Es war im Sommer 1840; die Sonne stieg aus den dunklen Schatten der Niederungen empor, die das östliche Ufer des Mississippi bilden. Der Spottvogel schaukelte sich in den Tulpenbäumen der Gärten, und Scharen von munter flatternden Seidenschwänzen berauschten sich an den lockenden Beeren des Chinabaumes. Mächtige schneeweiße Reiher segelten mit langsamem Flügelschlag dicht über die Oberfläche des Stromes hin oder standen in ernster Beschauung auf einem im Wasser liegenden Baumstamm, das Erscheinen eines kleinen Fisches abzuwarten. Die Natur feierte ihren Sabbat – nicht so der Mensch.
Auf der Straße, die am Mississippi hin zwischen dem hochaufgeworfenen Schutzdamm und den Pflanzungen liegt, wanderte, aus den Atchafalaya-Ansiedlungen herunterkommend, ein Zug Negersklaven – Männer, Frauen und Kinder – in doppelter Reihe und von einem mit Stieren bespannten Wagen gefolgt, der das Gepäck der Schwarzen führte.

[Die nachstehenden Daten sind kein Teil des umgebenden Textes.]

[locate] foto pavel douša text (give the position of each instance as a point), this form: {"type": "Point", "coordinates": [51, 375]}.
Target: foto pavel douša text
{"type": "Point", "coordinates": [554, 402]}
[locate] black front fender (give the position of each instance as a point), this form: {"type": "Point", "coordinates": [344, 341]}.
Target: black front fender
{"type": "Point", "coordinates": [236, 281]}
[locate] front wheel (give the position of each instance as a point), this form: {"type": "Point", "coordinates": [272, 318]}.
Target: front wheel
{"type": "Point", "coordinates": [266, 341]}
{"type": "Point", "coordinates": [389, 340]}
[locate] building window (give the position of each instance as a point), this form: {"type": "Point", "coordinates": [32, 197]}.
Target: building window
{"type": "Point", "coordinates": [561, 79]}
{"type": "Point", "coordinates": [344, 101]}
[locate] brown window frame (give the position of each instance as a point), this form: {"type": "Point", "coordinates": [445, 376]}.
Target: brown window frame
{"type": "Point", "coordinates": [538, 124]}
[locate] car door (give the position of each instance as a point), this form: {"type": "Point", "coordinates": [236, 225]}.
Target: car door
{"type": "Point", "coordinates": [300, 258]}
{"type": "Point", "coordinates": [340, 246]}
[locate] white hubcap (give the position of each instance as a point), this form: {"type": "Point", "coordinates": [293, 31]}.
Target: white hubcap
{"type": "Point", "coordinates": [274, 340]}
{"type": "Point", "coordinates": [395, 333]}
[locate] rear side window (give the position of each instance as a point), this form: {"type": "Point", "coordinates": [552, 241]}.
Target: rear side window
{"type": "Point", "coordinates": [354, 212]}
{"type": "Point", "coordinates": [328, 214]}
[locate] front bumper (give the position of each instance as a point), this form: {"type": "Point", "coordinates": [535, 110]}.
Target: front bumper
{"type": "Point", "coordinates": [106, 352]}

Zwar waren diese nicht gefesselt, nicht einmal mit Stricken aneinander gebunden; aber zu jeder Seite des Zuges ritten zwei mit geladenen Doppelflinten bewaffnete Aufseher, und auch der Führer der Karawane trug nicht allein Büchse und Messer, sondern auch noch zwei gewaltige Sattelpistolen im Gürtel.
Die Neger schienen diese ernste Umgebung aber wenig zu beachten; lachend und singend schritten sie nebeneinander her und vertrieben sich die Zeit mit Erzählungen und Possen.
War es Gleichgültigkeit gegen das Gewohnte, das ihnen bevorstand, war es der leichte, dieser Rasse überhaupt eigene Sinn, der sie nur mehr den frohen, arbeitsfreien Augenblick erfassen ließ; was kümmerte sie die Zukunft – sie waren Sklaven. Kein Plan, den sie selber fassen, kein Ziel, dem sie selber zustreben konnten, nützte ihnen etwas; aber der Moment war der ihre, und der durfte nicht ungenützt, ungenossen vorübergehen – er kehrte ihnen nie wieder, und morgen vielleicht schon krümmten sie sich aufs Neue unter der Peitsche des herzlosen Wächters.
Je höher indessen die Sonne stieg, desto lebhafter wurde es auch auf der Fahrstraße, und häufig sahen sich die Neger von Kreolen und amerikanischen Ansiedlern auf ihren kleinen feurigen Mustangs überholt, die einige Worte mit dem Führer wechselten, die Sklaven einen Augenblick musterten, an sich vorbei defilieren ließen und dann mit verhängtem Zügel, dem Laufe des Stromes folgend, auf das Gerichtshaus von Pointe-Coupé zusprengten. Dort hatte sich indessen der größte Teil der Pflanzer aus dem ganzen Parish versammelt, um der Versteigerung des „beweglichen“ und „unbeglichen“ Eigentums eines erst kürzlich am great bend verstorbenen Franzosen beizuwohnen, und der Verkauf begann bald darauf unter den üblichen Formalitäten mit der Pflanzung, den Gebäuden und dem „wilden Lande“ des Verblichenen. Indessen langten auch die Sklaven, einunddreißig an der Zahl, am Ort ihrer Bestimmung an und wurden von den Aufsehern teils einzeln, teils in Familien zur Besichtigung aufgestellt.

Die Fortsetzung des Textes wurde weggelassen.